Já os Hibu quiseram causar uma forte segunda impressão. Em “Impression#2”, o look agender continua a predominar nas propostas da dupla, que usou lona revestida conjugada com tecidos mais leves. «Decidimos criar o “Impression” porque queríamos causar diversas impressões ao longo das coleções que fossem a união de uma coleção só, ou seja, toda a gente que conhece o nosso trabalho sabe que a “Impression #2” é a história que ainda não acabou da “Impression #1”. É como se fosse a continuação de uma estética», justificou Gonçalo Páscoa. «O nosso conceito por si só é diferente, não tem distinção de género. As peças tornam-se sempre oversized e jogamos muito mais com o conceito da marca do que propriamente com o conceito de cada uma das coleções», destacou a outra metade da marca Hibu, Marta Gonçalves.

Numa outra dupla, esta já consagrada, a Alves/Gonçalves, a sofisticação voltou a ser palavra de ordem. Ousados nos padrões e nos designs, a marca demonstra não sentir o peso de 30 anos de carreira e surpreende, como da primeira vez se tratasse, a cada estação. Elegância e feminilidade exalaram das propostas com “dupla personalidade” dos designers, que usaram o tweed com uma nova perspetiva, quer no tipo de peça, quer no jogo com lantejoulas que retirou a austeridade britânica do tecido. «É a dualidade, o transgredir, provocar surpresa, é o não à monotonia», descreveu Manuel Alves ao Portugal Têxtil.

À aparente simplicidade dos vestidos floridos estivais contrapuseram-se os modelos com aplicações metálicas nos ombros, a utilização de prateados e dourados.

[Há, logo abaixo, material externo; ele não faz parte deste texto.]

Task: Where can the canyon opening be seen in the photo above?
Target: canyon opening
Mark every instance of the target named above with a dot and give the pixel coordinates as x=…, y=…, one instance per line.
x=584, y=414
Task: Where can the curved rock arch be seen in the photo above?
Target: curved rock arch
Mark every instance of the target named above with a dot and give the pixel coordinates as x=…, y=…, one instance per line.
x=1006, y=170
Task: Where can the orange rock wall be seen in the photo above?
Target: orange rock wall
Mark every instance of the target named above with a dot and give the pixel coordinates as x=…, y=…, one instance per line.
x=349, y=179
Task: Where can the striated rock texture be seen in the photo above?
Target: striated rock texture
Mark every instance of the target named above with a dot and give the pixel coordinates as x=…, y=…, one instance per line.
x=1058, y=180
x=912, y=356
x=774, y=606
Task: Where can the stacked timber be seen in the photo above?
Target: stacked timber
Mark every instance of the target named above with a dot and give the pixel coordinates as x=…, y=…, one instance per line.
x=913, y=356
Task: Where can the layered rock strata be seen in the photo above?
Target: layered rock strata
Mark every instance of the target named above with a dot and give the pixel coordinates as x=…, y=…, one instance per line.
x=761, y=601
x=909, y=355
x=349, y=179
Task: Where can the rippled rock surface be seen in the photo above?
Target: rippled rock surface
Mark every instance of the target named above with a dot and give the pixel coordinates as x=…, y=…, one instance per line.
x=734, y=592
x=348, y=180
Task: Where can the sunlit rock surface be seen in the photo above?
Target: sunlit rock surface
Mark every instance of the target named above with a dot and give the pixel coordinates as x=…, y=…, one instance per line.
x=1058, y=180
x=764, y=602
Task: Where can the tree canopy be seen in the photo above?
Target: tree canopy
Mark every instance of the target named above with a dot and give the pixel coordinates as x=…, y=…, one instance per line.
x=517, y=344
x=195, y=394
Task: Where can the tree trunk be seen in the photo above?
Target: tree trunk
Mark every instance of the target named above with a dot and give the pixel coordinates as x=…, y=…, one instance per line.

Os desfiados das costuras garantiram contemporaneidade a coordenados revestidos de um classicismo intemporal. «É uma desconstrução do clássico», admitiu o designer, que faz dupla com José Manuel Gonçalves, «que depois cria um todo muito urbano, feminino, que é a nossa expressão, o nosso ADN».

Rumo ao Norte

A celebração da moda continua hoje na cidade Invicta, com o regresso à primeira casa do Portugal Fashion – o Coliseu do Porto –, onde desfilarão as propostas de Pedro Pedro, Júlio Torcato, Anabela Baldaque, Elsa Barreto (que faz a sua estreia no evento) e Fátima Lopes. Mas a festa, dentro e fora da passerelle, prolonga-se até sábado.